江乘月当初离开家去上学时,没想过自己仅用一个学期的时间就能带一个男朋友回家。房间还是他离开时的样子,说不上有多整齐,但也不乱。
路许从进他房间开始就一直在悄悄皱眉,显然是对他房间的布置风格极其不满意。
窗帘是淡绿色的,书桌上铺着一张淡黄色的桌布,旁边的墙纸上贴了两张国外乐队的演出照片,桌子边缘摇摇欲坠的地方还摆了一只鲜红的笔筒。
这间卧室江乘月用了十几年,从来没觉得有什么不好的地方,现在和路许待得久了,沾了点审美水平,一进房间,就觉得这布置丑得厉害,凑齐了世界上半数的颜色不说,某些东西颜色的饱和度超出了他的想象。
也就他那张小床,配色还算正常。
路许也绷不住了,直接说:“你这房间,我待久了真头疼。”
江乘月一把将淡绿色的窗帘拉开卷好,有些抱歉地说:“那时候觉得这样会显得房间里热闹点,看起来没那么冷清。”
人气不够,颜色来凑,没想到时过境迁,这房间他现在自己都看不顺眼。
家里一学期都没有住人,江乘月思考了一会儿,问路许:“路哥,你是回酒店休息,还是在我这里?”
“嗯?”路许想也没想,“当然是在你这里。
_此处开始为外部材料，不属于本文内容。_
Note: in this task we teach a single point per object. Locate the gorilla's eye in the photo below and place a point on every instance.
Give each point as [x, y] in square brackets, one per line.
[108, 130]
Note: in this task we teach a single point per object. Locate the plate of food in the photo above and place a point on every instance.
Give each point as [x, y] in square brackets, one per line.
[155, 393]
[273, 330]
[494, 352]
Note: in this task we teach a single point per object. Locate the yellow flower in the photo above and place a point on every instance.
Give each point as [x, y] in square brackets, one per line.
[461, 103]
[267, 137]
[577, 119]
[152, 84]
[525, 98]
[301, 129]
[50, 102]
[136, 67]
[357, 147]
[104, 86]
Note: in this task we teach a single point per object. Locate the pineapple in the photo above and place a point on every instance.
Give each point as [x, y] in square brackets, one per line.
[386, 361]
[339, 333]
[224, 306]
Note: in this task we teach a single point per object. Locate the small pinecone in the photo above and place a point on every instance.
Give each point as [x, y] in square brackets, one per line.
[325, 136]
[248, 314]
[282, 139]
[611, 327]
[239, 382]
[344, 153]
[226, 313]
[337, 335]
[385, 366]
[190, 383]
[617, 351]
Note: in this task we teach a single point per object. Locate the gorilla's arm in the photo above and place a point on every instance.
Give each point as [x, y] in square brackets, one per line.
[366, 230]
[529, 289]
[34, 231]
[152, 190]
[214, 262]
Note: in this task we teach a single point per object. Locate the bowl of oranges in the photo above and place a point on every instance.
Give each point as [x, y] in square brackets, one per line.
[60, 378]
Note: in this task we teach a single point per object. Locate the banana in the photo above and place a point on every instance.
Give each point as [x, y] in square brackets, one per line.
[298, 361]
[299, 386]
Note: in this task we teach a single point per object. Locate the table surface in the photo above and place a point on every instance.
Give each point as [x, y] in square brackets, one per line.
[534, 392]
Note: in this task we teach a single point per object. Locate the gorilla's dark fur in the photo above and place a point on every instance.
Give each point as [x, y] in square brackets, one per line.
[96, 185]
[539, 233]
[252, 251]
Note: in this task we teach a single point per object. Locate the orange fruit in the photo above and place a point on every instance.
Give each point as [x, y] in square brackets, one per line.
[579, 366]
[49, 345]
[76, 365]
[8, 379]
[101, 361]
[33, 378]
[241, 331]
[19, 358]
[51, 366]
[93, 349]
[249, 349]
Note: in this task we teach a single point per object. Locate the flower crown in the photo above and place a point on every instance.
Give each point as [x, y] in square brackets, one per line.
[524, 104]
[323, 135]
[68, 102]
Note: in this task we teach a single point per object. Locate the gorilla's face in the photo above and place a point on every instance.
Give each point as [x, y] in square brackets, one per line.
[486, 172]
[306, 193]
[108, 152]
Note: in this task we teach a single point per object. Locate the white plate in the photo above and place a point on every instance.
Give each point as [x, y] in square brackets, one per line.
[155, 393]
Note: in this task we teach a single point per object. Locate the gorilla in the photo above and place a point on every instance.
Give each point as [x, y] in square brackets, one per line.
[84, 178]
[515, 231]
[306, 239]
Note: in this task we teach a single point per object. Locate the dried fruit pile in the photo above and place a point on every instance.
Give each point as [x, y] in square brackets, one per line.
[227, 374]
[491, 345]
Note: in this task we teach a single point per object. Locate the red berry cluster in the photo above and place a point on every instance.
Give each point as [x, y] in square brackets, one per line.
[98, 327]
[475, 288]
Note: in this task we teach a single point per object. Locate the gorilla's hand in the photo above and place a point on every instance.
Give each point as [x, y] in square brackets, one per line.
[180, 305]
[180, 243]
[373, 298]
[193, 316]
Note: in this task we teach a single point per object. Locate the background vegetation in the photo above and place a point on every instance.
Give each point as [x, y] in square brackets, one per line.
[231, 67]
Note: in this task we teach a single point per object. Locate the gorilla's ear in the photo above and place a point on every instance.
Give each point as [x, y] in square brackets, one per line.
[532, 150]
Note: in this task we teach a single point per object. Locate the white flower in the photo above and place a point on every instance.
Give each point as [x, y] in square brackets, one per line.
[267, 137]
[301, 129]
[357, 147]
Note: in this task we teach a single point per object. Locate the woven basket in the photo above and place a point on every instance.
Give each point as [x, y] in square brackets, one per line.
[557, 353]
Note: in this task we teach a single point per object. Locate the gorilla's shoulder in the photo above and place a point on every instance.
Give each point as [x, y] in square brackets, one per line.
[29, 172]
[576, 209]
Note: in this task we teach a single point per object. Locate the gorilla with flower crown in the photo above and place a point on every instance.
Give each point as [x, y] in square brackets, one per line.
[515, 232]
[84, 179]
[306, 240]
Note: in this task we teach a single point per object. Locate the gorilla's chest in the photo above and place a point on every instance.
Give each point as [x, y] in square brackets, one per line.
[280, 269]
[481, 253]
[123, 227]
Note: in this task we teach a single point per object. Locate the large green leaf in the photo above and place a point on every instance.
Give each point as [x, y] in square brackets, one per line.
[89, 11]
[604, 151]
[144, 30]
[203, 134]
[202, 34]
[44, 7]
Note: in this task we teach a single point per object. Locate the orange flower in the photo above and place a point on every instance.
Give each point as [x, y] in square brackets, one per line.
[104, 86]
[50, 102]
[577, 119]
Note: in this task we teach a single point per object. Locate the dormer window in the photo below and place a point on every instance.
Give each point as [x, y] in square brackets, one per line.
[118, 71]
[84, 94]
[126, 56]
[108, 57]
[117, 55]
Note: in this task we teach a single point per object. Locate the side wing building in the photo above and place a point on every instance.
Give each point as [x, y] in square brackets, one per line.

”
“我怕你睡不惯……那我稍稍打扫一下。”江乘月伸手去扯床单,“不然你连坐的地方都没有。”
路许那么爱干净,他不打扫一下的话,路许今晚肯定休息不好。
不过,有个问题——
“对了,路哥,那酒店的房间呢?不住了吗?”江乘月问。
“暂时不住,想睡你这里。”窗户上,攀着几段吉他琴弦,路许伸手去拨弄了两下。
能看出来,江乘月大约是想把它们拿来当装饰,但实在是弄得不怎么好看。
“那酒店一晚上那么多钱,你就拿来放行李。”江乘月很是心疼,“能买好多……”
“是,能买好多馒头。”路许接上了他后面的话,“我什么时候及缺你馒头了,哪天没把你喂饱?再说把你嘴巴堵上。”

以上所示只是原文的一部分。